The year-end effect of superior returns also seems to apply to the month’s end. Data covering the 89-year period ending in 1986 show that returns from the last trading day of a month (day 1 in Figure 24.5) to the end of the third trading day of the new month are consistently good. The rationale for this effect may well come from higher month-end cash flows, such as salaries, dividends, etc.
FIGURE 24.5 Turn of the Month (Average Daily Returns)

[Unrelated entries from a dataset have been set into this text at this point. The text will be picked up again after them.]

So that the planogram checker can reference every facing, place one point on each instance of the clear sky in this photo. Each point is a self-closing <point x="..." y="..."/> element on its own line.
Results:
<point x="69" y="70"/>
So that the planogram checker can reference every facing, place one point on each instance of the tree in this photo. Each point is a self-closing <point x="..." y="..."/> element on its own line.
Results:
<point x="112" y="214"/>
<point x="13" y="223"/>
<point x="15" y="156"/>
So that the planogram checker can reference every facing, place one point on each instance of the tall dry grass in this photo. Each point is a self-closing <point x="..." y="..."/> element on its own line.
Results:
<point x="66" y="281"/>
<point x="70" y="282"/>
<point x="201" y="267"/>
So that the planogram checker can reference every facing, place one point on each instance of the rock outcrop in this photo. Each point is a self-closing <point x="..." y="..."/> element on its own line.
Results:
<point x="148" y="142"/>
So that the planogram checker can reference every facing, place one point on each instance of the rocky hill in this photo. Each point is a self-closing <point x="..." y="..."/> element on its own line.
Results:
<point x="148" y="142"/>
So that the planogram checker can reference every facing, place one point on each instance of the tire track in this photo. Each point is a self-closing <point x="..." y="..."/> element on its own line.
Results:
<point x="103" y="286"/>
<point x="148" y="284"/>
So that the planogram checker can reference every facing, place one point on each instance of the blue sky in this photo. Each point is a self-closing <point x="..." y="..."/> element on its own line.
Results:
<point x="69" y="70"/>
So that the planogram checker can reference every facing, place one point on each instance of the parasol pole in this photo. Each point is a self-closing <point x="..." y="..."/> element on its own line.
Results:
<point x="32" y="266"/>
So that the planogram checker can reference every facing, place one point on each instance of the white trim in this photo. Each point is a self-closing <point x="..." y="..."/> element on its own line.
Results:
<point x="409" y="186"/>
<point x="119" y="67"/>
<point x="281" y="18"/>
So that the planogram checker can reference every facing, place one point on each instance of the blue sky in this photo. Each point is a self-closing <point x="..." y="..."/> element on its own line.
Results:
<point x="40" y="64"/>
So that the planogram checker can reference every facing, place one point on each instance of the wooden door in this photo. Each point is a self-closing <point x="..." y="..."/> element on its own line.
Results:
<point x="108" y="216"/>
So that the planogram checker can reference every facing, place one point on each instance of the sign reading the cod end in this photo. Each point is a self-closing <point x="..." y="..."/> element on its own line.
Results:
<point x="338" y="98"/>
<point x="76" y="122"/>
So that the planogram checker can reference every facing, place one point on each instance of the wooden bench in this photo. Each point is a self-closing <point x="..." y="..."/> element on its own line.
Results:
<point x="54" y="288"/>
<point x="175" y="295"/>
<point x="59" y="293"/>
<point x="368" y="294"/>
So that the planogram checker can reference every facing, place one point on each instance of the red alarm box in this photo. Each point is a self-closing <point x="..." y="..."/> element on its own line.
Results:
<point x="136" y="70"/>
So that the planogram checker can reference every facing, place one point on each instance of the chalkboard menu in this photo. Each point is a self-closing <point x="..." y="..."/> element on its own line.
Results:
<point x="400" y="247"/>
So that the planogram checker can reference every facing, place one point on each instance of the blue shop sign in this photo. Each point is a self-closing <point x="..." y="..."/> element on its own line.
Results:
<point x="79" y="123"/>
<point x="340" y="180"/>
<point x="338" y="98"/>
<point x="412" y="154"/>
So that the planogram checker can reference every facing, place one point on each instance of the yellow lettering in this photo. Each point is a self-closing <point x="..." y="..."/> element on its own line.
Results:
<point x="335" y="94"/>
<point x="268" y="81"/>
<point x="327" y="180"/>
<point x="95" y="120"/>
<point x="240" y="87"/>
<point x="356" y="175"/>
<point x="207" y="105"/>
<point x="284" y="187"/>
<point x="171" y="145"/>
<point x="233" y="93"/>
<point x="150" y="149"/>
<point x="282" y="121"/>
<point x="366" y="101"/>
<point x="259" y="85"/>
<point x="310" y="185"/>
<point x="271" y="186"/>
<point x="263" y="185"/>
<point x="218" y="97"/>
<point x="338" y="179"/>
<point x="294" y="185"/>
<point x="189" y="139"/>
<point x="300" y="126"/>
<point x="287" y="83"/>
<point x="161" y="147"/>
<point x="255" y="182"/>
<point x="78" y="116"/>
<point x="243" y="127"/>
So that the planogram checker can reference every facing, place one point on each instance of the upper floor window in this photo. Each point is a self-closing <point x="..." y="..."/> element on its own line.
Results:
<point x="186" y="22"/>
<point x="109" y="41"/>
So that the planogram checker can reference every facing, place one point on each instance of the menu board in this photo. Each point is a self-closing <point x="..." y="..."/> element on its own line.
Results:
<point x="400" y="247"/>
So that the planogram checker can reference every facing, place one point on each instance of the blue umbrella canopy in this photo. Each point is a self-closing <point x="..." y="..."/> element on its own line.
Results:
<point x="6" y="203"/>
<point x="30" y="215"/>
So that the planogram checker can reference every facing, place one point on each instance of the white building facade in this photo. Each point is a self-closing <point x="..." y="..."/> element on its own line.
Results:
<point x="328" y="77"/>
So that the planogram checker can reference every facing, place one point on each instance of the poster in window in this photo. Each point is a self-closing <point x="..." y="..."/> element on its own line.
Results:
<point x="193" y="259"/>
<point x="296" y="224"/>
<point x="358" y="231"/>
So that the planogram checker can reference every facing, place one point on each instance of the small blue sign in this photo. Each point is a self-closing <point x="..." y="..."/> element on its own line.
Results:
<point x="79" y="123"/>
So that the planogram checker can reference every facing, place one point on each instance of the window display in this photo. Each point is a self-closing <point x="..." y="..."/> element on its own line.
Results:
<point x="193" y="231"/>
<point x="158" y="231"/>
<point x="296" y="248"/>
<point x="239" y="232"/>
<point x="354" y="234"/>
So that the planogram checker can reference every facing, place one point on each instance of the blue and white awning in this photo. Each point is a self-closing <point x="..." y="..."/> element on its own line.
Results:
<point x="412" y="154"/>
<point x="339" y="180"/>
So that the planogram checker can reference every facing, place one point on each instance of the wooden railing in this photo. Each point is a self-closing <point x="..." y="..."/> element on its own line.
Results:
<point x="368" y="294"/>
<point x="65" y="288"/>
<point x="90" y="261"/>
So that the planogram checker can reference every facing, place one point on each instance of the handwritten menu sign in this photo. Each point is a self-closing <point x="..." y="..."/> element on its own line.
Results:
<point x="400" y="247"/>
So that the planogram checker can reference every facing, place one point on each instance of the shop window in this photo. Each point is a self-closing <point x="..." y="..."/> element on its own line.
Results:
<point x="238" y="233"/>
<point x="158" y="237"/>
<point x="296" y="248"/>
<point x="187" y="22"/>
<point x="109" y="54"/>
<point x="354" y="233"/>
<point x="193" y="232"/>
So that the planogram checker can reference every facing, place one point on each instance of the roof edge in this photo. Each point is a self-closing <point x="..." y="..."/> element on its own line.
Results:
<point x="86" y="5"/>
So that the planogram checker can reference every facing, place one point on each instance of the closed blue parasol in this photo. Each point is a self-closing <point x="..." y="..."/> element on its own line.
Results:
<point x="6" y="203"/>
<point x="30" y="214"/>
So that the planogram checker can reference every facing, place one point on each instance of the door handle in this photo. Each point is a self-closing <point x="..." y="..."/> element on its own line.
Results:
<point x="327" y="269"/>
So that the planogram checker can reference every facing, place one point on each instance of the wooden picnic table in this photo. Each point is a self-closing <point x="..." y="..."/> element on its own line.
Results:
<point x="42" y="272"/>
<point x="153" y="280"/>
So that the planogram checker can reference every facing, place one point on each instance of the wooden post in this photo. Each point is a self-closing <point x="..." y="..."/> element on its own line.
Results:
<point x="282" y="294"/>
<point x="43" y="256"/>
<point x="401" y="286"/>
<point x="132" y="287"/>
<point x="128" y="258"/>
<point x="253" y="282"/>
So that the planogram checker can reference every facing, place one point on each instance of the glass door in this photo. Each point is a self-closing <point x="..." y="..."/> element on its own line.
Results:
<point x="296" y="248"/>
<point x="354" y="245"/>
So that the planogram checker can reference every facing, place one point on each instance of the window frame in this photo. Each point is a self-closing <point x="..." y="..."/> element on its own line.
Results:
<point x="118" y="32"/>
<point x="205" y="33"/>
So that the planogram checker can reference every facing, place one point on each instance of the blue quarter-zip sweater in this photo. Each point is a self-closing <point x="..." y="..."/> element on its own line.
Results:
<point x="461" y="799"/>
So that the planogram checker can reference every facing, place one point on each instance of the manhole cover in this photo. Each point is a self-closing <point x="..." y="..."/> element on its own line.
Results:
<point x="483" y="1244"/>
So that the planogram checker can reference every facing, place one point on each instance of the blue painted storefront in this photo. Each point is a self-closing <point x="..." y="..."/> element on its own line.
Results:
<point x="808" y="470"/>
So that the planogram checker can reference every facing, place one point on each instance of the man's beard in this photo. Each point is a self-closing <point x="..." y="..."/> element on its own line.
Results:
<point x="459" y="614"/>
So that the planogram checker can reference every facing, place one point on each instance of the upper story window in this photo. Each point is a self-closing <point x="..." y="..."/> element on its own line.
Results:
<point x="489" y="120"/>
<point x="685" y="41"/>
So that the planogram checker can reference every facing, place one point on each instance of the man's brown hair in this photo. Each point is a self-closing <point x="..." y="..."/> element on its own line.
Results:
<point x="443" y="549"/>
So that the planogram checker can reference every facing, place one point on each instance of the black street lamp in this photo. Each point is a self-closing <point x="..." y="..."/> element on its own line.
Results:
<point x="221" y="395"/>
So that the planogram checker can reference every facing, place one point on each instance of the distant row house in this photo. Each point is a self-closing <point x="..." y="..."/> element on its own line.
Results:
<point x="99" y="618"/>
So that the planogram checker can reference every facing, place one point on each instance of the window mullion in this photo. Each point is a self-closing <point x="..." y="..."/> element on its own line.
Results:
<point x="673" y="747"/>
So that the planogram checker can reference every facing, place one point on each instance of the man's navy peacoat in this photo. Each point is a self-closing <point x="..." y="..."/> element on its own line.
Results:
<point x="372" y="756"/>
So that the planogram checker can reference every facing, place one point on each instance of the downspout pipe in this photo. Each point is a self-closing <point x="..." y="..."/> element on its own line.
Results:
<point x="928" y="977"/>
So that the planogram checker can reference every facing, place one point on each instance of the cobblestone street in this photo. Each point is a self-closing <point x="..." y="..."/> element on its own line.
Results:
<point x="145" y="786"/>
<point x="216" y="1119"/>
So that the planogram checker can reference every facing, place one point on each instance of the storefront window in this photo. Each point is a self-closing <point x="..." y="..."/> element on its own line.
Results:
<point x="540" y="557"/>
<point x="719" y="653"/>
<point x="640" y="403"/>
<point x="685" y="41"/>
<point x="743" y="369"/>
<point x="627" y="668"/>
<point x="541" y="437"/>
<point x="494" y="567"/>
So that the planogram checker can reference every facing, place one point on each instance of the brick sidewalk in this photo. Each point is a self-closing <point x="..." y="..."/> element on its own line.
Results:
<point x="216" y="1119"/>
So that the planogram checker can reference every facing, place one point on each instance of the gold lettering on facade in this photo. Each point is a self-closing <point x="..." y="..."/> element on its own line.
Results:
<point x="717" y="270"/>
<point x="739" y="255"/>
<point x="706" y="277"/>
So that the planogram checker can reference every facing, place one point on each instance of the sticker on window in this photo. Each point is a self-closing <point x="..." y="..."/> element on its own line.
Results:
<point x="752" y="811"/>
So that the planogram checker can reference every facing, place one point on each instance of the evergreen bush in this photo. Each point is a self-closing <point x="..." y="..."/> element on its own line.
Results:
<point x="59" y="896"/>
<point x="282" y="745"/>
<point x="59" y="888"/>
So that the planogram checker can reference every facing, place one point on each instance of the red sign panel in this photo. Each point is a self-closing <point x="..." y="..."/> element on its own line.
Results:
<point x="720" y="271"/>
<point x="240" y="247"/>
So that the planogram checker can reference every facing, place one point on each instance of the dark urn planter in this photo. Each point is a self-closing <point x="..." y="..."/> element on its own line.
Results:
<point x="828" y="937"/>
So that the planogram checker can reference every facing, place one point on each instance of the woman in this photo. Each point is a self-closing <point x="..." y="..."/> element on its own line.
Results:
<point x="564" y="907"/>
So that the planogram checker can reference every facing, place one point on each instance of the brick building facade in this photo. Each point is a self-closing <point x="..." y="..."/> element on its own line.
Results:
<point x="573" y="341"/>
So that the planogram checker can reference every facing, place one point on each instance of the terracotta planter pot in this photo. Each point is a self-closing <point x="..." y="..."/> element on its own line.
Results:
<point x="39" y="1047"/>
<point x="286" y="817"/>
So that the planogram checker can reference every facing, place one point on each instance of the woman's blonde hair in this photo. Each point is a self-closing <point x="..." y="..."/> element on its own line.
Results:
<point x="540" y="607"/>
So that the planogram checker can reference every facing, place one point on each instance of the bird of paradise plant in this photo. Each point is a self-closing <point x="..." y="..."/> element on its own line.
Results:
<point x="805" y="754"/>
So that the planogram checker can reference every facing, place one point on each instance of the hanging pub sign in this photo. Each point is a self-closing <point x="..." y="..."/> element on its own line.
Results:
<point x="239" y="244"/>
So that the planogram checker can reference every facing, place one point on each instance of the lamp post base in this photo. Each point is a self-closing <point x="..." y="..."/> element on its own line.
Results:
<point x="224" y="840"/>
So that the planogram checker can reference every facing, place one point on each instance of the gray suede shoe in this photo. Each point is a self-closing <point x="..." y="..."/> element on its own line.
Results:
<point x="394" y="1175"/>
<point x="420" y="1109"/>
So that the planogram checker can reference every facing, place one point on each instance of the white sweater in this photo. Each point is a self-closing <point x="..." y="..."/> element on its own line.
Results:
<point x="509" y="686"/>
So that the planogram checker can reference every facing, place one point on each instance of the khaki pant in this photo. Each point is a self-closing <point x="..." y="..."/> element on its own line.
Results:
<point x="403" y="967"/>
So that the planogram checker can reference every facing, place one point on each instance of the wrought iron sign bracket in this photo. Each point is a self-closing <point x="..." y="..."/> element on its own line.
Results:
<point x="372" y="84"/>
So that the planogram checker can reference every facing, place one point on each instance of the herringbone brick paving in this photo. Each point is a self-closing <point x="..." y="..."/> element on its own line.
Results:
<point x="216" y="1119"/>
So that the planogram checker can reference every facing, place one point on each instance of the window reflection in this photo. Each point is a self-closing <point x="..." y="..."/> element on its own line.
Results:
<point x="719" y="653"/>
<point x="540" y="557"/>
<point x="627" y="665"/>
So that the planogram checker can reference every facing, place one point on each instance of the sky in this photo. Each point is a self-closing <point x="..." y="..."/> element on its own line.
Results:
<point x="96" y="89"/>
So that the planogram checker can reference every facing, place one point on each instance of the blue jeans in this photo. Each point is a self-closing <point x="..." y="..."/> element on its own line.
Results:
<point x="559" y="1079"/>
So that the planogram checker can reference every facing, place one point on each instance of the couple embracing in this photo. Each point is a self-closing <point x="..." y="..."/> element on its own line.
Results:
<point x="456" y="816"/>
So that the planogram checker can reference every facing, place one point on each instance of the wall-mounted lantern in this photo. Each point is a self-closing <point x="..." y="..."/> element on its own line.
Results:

Indeed, these four trading days average 0.118 percent, versus 0.015 percent for all trading days. Turn-of-the-month returns can be said to account for all the positive capital gain returns generated by the market. In an article entitled “Calendar Anomalies,”5 Bruce Jacobs and Kenneth Levy point out that this effect was less prevalent in the 1980s, which goes to show that it is not a wise policy to follow one indicator exclusively. In the 2001 edition of the Stock Traders Almanac, a must-read for the seasonally oriented trader, Yale Hirsch points out that this seasonal indicator shifted between 1981 and 2000 to the last 4 and first 5 trading days of the new month. The most bullish day of all appears to be the first day of the month, according to the Almanac’s 2013 edition, as the editors point out that in the previous 15 years the DJIA gained more points on that day than all the others combined.
However, it does make sense to integrate this reliable long-term seasonal effect with short-term oscillators. Clearly, the potential for the market to advance at this time will be much greater if it is oversold going into the last (presumably) bullish day of the month.
The term “blue Monday” is very much justified. The influence of weak Mondays originated during the 1929–1932 crash. During the Depression, the market advanced, on average, every day of the week except Mondays. It could be said that the entire market decline took place over weekends during the periods from Saturdays to closings on Mondays.
Figure 24.6 shows the average return for each day from 1928 to 1982. Monday is the only down day. Remembering that this takes into account “black Thursday” in 1929 but does not include the 500-point drop that occurred on “black Monday” in 1987, it just goes to emphasize the point.
FIGURE 24.6 The Day-of-the-Week Effect (Average Daily Returns)
There does not appear to be any acceptable rationale for this effect, which also occurs in non-U.S. equity markets, debt instruments, and even orange juice.
The day preceding holidays is statistically a bullish period. This is indicated in Figure 24.7, which covers the period between 1963 and 1982. With the exception of Presidents’ Day, all these (average) pre-holiday trading sessions handsomely beat the average day.
FIGURE 24.7 The Holiday Effect (Average Pre-Holiday Returns)
Recent studies6 have indicated that there is a definite time-of-day effect, as shown in Figure 24.8. There is little difference in the activity from day to day, except for Monday mornings. All days, however, show an upward bias going into the last half-hour. The study showed that this rallying effect was emphasized even to the closing bell, with the average return of the last trade equal to 0.05 percent, or 0.6 cents per share. The nearer the return took place to the closing bell, the higher it was. Trades after 3:55 P.M. averaged 0.12 percent returns, or 1.75 cents per share. That upbeat note is a good place to close this chapter.
FIGURE 24.8 Time-of-the-Day Effect
1 From Smith, Tides and the Affairs of Men, p. 55ff.
2 The cycle was also noted by Professor William Stanley Jevons, an English economist, in the second half of the nineteenth century.
3 From Smith, Tides and the Affairs of Men.
5 MTA Journal, winter 1989–1990.
6 Harris, “How to Profit from Intradaily Stock Returns,” Journal of Portfolio Management, winter 1986.